Patent application n. MI2013A000403 also describes how the inhibition of the BAG3 protein through the use of monoclonal anti-BAG3 antibodies impairs development of pancreatic tumours. Indeed, by interfering with the binding of BAG3 to macrophages, through a monoclonal anti-BAG3 antibody, the activation of macrophages and tumour growth is inhibited.
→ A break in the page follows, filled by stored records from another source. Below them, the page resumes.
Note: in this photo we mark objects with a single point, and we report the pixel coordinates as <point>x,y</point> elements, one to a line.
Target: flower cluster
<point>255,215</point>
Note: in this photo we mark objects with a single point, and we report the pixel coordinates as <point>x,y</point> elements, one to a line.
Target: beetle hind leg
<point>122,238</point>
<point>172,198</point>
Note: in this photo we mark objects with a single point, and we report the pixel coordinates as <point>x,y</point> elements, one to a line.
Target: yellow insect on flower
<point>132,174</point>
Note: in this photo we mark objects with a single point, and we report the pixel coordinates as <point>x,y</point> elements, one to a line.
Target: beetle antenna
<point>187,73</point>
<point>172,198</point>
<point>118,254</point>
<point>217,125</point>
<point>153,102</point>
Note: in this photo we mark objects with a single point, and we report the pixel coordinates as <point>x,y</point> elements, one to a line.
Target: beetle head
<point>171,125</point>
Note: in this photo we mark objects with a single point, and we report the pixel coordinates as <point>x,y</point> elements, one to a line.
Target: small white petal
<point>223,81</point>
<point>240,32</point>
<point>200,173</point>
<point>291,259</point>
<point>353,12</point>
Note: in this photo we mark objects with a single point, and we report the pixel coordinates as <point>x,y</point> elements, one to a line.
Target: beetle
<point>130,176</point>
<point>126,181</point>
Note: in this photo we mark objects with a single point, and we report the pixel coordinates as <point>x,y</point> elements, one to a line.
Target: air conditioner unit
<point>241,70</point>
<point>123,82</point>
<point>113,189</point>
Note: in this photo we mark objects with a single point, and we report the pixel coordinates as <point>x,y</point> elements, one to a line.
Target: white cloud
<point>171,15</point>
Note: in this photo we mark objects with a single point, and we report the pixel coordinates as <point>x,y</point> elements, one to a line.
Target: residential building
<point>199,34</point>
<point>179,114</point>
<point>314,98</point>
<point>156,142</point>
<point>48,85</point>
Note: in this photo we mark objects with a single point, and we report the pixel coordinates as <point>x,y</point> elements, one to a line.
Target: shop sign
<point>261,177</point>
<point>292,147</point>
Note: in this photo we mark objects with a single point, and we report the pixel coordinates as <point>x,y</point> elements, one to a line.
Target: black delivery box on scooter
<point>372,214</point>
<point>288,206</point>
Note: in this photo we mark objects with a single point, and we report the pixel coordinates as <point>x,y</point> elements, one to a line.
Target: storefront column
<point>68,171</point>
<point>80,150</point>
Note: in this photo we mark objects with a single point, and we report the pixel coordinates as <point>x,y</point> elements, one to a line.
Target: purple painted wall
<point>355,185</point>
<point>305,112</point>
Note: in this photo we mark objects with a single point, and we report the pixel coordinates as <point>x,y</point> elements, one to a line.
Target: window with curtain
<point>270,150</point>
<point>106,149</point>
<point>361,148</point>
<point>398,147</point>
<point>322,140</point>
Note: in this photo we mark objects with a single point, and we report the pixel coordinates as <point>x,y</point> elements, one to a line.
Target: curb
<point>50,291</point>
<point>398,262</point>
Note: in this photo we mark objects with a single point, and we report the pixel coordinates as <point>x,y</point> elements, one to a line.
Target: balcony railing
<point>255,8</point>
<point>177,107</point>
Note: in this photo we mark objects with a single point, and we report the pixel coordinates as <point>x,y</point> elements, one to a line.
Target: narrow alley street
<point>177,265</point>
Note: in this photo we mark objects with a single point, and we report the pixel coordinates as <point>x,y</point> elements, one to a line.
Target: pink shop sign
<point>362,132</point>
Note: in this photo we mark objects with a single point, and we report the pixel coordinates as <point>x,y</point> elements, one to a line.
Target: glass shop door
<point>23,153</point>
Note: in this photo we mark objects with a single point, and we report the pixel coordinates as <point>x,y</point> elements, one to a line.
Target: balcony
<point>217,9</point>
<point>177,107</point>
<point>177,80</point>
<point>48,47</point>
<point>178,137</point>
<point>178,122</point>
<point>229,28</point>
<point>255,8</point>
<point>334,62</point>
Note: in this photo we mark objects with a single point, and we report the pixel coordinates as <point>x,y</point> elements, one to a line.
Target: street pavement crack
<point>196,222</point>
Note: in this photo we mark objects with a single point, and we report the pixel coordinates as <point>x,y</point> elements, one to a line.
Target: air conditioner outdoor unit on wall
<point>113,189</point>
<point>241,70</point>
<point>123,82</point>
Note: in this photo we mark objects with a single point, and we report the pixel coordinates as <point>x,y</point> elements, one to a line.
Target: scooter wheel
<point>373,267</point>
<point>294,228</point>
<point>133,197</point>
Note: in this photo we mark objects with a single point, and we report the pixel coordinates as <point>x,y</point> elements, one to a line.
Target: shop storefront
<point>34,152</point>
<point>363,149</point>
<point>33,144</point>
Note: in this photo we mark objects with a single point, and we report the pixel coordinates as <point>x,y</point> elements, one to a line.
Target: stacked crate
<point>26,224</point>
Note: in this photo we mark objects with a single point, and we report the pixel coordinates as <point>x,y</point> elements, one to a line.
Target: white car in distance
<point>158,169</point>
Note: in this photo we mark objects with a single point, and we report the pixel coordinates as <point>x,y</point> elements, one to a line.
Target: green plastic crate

Treatment with anti-BAG3 antibodies represents a new, more effective therapeutic tool for the management of tumours of the pancreas.
As is known, conventional chemotherapy treatments for tumour diseases, as well as treatments of inflammatory and immune diseases with corticosteroids or NSAIDs (non-steroidal anti-inflammatory drugs) pose numerous drawbacks linked to side effects and are not, at present, definitive means of managing such diseases.
There is, therefore, an evident need for a new and improved therapeutic treatment which has the advantage of being highly specific and having few or indeed no side effects, as compared with the conventional, commonly known therapies used for the management of the diseases of an immune, inflammatory, cardiac and neoplastic nature described in the present invention.